A similar technique is commonly used in Google Analytics, where a subset of website visits is used to represent the website metrics whole. This sampling can drastically improve the processing speed of results when dealing with large datasets, but it can compromise on accuracy. Unfortunately, GA default sample is 250,000 visits, so any reporting above this figure will be a sample of it.
This tutorial by Ryan Praskievicz on RyanPraski.com shows followers how to avoid GA’s sampling limitations even when pulling 1 million rows of data using Google Analytics API and Python. This solution checks for the presence of sampling and breaks your query down into more manageable 10,000-row chunks representing shorter date ranges. These chunks are later stitched together into a single CSV file to represent the full date range.

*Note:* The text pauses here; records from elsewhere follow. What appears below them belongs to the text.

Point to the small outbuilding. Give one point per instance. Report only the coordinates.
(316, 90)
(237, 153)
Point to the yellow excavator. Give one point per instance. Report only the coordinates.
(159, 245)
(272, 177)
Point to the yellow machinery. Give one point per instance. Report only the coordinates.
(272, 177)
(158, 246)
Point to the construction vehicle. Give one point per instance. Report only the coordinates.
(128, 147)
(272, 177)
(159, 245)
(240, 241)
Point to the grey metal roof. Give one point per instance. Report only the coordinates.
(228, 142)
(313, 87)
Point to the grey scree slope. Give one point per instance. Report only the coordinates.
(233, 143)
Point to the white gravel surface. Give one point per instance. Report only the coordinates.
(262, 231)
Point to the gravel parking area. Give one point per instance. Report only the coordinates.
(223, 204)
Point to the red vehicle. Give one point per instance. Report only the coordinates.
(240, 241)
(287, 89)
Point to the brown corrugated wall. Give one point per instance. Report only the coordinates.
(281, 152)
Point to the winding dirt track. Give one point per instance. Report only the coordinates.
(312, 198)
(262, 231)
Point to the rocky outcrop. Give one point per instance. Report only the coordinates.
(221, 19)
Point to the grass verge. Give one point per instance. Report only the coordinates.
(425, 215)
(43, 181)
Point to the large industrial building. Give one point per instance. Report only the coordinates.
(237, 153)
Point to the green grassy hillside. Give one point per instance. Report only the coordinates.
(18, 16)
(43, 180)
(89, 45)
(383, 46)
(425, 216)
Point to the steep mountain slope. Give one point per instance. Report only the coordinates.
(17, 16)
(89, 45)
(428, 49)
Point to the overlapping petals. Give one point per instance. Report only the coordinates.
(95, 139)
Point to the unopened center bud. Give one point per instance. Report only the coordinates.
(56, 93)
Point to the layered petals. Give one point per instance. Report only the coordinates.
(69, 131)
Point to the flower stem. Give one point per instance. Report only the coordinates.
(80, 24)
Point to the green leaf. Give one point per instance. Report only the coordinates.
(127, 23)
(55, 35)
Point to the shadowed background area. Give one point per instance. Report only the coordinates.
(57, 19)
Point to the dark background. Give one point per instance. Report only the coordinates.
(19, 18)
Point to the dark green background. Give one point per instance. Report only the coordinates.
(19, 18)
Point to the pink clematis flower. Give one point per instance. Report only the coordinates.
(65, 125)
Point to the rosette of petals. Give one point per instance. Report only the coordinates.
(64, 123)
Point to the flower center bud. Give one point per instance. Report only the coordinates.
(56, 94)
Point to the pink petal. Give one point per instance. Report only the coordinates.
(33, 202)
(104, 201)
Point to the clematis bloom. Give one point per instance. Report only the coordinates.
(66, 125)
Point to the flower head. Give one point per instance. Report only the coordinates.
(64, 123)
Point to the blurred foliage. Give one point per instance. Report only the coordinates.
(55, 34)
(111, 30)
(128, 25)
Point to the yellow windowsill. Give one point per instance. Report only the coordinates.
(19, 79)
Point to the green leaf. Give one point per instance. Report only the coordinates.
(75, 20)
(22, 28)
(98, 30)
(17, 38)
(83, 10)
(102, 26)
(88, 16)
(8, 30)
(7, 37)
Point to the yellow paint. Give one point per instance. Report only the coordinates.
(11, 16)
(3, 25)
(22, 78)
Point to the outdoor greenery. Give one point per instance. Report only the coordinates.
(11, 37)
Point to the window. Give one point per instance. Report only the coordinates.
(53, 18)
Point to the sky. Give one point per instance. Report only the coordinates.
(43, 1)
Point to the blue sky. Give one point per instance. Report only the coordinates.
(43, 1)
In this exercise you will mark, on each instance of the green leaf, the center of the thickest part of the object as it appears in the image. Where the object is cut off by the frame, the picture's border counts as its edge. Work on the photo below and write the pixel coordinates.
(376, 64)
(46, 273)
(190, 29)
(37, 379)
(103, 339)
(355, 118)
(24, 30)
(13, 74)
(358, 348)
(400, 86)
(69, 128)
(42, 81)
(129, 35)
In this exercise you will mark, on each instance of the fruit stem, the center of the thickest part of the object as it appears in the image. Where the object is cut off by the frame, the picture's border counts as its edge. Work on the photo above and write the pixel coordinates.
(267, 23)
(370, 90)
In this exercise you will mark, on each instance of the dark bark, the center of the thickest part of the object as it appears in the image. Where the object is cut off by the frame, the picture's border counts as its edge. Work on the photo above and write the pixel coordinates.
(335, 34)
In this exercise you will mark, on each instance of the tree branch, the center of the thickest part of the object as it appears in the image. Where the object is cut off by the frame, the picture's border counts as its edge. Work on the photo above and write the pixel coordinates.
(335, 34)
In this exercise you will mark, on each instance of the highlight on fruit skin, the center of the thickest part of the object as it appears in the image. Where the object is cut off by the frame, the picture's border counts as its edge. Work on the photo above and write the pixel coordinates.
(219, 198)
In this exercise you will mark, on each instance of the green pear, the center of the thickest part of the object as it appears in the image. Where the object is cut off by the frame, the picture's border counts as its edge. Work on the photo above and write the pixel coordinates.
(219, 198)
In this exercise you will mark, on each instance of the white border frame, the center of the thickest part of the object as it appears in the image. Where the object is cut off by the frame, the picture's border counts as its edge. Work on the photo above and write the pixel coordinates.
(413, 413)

Followers are required to set up the Google Analytics API Python client library. The author provides all of the relevant code with step-by-step instructions to run the sample query of 120,000 total results pulled into a CSV file.
Error messages notifying users that the query contains sampled data can be addressed by shortening the date range accordingly to pull fewer rows on each run. The final results arrive in a single CSV file that is independent of GA’s sampling limitations, and this example hits Excel 2010’s upper limit of 1,048,576 rows. This solution can also pull data from multiple GA profiles from a single Python application, saving time for high-traffic Google Analytics users.